LOOFHUTTENFEEST
28
Voor 't liefste Feest altijd het liefste Lied. Andre dagen hebben ook vreugd en bloemen. Van alle Feesten, die mijn Liedren roemen, Is één zoo schoon als 't Loofhuttenfeest niet.
Waarom? Ons volk werd verdrukt. Met Tien Plagen, Fel maar gerecht bracht God hen juichend uit. Voor hen bloeide een land open, zoete buit, Zóó rijk, zóó drachtig, als geen droomen zagen.

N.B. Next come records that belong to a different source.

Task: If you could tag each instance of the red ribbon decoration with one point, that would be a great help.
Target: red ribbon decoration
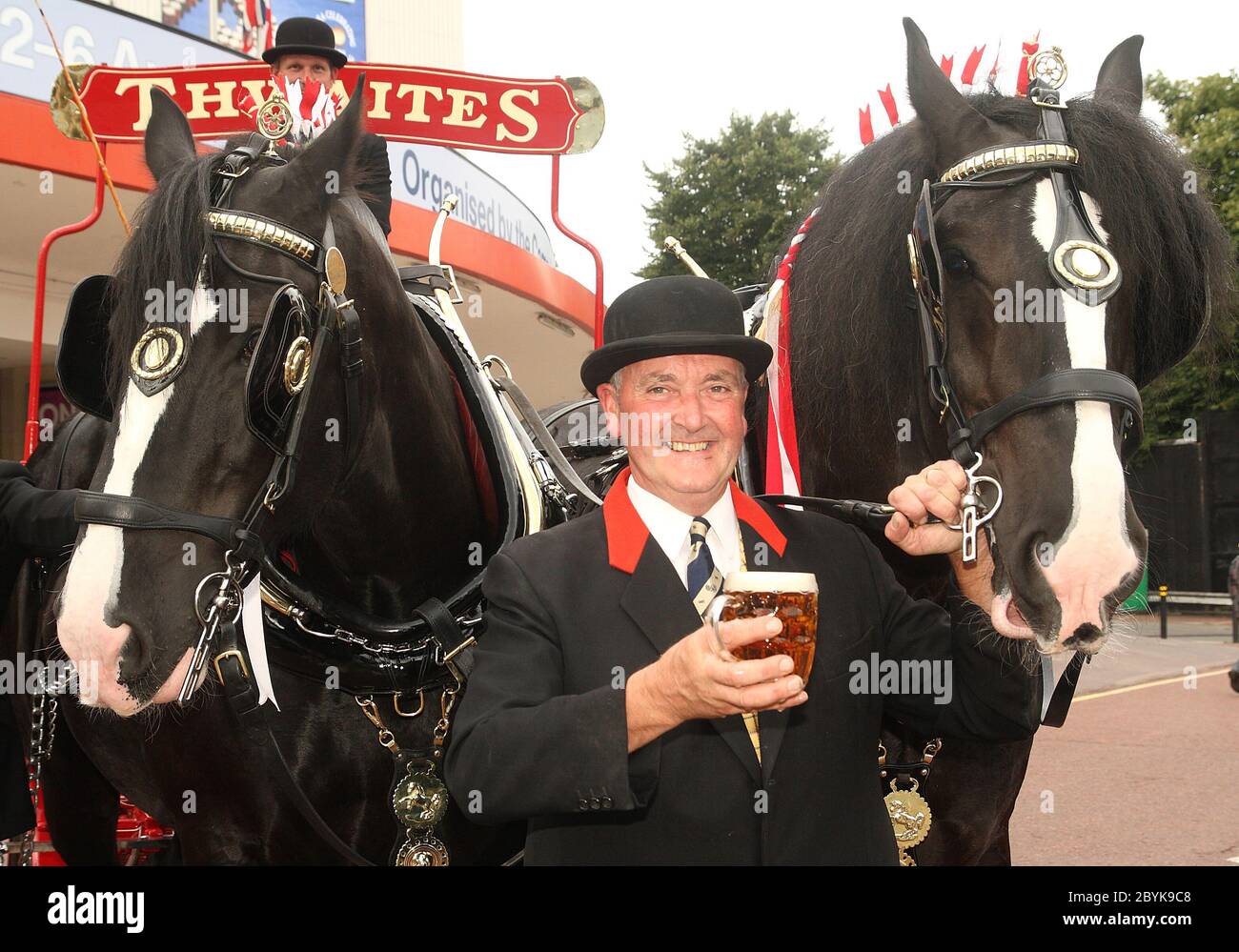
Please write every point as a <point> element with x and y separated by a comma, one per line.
<point>866,126</point>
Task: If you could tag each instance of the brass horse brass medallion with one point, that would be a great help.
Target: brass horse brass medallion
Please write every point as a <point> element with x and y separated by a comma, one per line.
<point>420,799</point>
<point>274,118</point>
<point>157,353</point>
<point>1049,67</point>
<point>296,366</point>
<point>1086,264</point>
<point>425,850</point>
<point>909,817</point>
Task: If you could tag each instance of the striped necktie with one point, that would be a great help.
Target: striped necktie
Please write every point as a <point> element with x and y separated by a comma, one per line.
<point>704,580</point>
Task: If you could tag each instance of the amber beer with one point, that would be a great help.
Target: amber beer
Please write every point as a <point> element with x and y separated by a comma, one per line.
<point>792,597</point>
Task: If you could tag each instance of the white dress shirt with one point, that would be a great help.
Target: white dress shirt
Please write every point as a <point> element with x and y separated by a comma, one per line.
<point>670,530</point>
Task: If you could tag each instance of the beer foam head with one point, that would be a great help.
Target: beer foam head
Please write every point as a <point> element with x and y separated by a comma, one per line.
<point>769,581</point>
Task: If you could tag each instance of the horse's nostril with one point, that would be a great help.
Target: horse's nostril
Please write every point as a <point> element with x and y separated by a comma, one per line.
<point>1086,635</point>
<point>136,656</point>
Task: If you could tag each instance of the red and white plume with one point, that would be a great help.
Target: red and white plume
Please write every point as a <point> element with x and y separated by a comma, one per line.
<point>782,449</point>
<point>259,26</point>
<point>314,106</point>
<point>966,78</point>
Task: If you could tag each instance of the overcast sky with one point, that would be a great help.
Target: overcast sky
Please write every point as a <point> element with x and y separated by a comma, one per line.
<point>680,66</point>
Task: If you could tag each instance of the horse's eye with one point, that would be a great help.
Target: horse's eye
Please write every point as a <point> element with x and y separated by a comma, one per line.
<point>954,262</point>
<point>251,343</point>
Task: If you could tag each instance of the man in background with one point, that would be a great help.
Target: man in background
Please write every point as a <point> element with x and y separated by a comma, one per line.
<point>305,50</point>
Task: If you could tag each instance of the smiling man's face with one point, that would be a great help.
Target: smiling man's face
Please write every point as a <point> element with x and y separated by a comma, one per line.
<point>682,420</point>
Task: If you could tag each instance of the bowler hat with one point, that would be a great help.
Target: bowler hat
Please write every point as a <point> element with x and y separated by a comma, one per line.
<point>663,316</point>
<point>305,35</point>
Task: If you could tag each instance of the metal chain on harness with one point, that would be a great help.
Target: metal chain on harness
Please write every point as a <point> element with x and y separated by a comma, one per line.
<point>419,796</point>
<point>42,738</point>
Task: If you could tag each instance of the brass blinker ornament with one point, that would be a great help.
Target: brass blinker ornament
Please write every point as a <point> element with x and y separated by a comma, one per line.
<point>157,354</point>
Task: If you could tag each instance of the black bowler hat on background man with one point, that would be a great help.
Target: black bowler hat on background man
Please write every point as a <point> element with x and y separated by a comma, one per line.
<point>663,316</point>
<point>305,35</point>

Hij gaf hun wet en recht: toch muitend morren. Dansen om dieren van ontuchtig goud. God liet brood dalen, gelijk water dauwt, En voedde 't volk, waar de woestijnen dorren.

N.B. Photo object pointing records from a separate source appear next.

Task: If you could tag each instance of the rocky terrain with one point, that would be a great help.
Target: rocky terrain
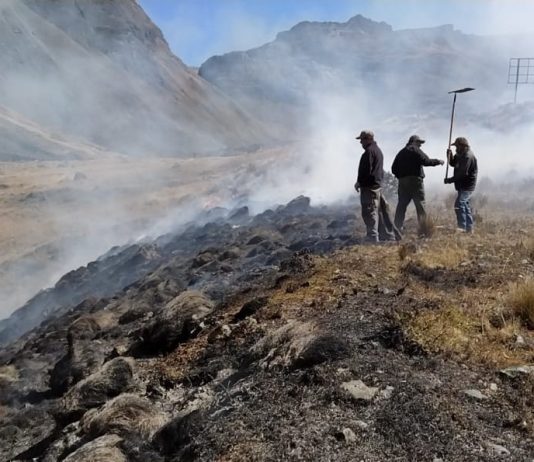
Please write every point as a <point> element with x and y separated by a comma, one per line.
<point>280,337</point>
<point>102,72</point>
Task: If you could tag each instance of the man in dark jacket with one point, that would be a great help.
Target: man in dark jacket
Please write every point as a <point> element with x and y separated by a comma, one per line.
<point>369,184</point>
<point>465,180</point>
<point>408,168</point>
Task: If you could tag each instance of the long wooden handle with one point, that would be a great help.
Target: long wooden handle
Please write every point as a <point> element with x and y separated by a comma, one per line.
<point>450,135</point>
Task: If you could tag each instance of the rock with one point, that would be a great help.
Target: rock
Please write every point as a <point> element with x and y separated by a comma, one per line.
<point>124,415</point>
<point>103,449</point>
<point>475,394</point>
<point>497,449</point>
<point>298,345</point>
<point>350,436</point>
<point>20,442</point>
<point>115,377</point>
<point>361,425</point>
<point>518,371</point>
<point>176,435</point>
<point>250,308</point>
<point>359,391</point>
<point>178,321</point>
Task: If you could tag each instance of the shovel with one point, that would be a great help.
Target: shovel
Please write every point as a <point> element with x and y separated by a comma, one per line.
<point>462,90</point>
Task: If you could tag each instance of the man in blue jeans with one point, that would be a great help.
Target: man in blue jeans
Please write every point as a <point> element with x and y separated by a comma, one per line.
<point>464,179</point>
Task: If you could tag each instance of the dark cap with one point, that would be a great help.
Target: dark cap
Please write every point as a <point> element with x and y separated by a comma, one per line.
<point>460,141</point>
<point>366,134</point>
<point>415,139</point>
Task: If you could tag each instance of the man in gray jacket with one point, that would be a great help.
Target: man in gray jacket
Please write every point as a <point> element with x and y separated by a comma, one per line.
<point>465,180</point>
<point>408,168</point>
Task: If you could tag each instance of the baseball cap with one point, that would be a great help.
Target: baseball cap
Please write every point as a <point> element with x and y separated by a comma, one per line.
<point>460,141</point>
<point>366,134</point>
<point>415,138</point>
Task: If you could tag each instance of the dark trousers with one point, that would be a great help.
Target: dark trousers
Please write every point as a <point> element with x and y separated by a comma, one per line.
<point>462,207</point>
<point>411,188</point>
<point>376,216</point>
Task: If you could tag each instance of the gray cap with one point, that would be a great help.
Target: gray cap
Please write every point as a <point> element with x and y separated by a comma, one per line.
<point>460,141</point>
<point>415,139</point>
<point>366,134</point>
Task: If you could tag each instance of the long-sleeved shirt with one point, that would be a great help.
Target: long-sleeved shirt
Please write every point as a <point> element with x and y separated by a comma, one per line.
<point>410,162</point>
<point>371,170</point>
<point>465,171</point>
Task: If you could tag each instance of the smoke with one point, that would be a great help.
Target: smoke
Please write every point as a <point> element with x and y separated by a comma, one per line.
<point>337,96</point>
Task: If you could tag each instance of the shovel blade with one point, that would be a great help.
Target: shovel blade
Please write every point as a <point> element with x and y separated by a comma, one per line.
<point>461,90</point>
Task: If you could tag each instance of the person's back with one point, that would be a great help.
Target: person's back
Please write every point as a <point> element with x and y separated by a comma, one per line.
<point>408,168</point>
<point>464,179</point>
<point>371,168</point>
<point>410,162</point>
<point>465,170</point>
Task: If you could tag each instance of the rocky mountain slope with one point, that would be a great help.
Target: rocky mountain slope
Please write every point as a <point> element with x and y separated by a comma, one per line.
<point>277,337</point>
<point>365,65</point>
<point>102,72</point>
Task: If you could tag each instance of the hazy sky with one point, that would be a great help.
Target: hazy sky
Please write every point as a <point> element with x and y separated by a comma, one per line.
<point>198,29</point>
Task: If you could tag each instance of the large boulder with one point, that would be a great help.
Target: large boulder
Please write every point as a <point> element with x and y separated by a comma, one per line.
<point>83,357</point>
<point>103,449</point>
<point>124,415</point>
<point>177,321</point>
<point>22,432</point>
<point>298,345</point>
<point>115,377</point>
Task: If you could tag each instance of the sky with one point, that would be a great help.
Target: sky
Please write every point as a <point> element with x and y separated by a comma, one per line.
<point>199,29</point>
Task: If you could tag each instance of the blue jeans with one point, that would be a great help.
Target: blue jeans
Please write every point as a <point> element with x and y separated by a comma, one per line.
<point>462,207</point>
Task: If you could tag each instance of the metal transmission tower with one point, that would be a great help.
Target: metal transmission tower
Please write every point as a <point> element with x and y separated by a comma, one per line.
<point>520,72</point>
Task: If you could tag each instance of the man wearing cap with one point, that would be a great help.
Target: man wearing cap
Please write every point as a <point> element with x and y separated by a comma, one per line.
<point>408,168</point>
<point>464,179</point>
<point>369,184</point>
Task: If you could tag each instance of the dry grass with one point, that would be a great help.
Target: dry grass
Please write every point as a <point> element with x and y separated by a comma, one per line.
<point>407,249</point>
<point>466,333</point>
<point>448,254</point>
<point>521,301</point>
<point>528,245</point>
<point>427,226</point>
<point>126,413</point>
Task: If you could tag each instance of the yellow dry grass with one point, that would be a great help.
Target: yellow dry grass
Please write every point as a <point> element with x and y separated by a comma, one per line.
<point>521,302</point>
<point>449,255</point>
<point>528,245</point>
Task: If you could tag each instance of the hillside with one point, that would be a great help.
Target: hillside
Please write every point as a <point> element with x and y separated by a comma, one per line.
<point>102,72</point>
<point>364,67</point>
<point>278,337</point>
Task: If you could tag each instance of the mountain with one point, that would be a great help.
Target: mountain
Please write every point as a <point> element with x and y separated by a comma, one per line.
<point>366,65</point>
<point>103,73</point>
<point>278,337</point>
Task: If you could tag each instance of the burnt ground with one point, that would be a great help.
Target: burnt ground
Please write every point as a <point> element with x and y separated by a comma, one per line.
<point>280,337</point>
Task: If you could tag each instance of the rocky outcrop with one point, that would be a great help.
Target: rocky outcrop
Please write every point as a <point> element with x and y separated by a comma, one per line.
<point>395,72</point>
<point>114,378</point>
<point>302,357</point>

Uit rotsen bloeiden parelende putten Voor hun dorst. Nooit bloeide hun hart in vrede. Zij bleven buiten 't Land van vaste steden Als zwervers wonen in losse loofhutten.

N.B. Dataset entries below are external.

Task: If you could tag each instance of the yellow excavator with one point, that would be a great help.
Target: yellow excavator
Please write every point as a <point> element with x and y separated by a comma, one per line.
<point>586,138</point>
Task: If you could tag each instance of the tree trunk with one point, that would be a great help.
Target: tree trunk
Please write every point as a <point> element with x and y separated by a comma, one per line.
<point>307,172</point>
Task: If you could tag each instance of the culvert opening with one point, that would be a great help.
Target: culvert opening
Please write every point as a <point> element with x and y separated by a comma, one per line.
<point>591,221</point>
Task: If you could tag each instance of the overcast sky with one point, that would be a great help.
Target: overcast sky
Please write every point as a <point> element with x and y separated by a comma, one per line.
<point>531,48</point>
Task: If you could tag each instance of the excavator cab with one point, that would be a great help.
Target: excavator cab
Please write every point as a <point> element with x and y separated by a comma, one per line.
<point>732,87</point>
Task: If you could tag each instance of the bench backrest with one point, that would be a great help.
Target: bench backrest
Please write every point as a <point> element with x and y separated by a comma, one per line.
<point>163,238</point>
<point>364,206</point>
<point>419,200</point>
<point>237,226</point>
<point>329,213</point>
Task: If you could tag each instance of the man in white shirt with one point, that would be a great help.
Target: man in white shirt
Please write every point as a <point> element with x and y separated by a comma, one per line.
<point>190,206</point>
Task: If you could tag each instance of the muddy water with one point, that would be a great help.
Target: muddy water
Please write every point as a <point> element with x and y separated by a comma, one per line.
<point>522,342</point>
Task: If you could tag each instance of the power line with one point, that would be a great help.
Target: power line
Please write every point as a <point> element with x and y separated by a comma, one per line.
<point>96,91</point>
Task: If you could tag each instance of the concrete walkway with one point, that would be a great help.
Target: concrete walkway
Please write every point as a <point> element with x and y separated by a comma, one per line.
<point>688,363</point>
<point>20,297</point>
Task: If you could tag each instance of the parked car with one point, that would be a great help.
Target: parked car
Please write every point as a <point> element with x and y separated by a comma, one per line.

Veertig jaren: dan dwars door den Jordaan Voerde hen Jozua, God liet vervallen Machtige muren. Hunne duizendtallen Veroverden de velden van Kanaan.
Dat bedenken wij. Maar is 't nog wel noodig Een Looverhut in deze ballingschap? Is voor ons Volk, bedreigd bij eiken stap Eiken dag niet herdenking overbodig?
Neen: 't vroom herdenken, het getrouw bezinnen Verbindt het Volk aan Land en Stad en Leer, Wij weten: wat wij door vreemde gunst winnen Ontneemt der vreemden ongunst ons ook weer.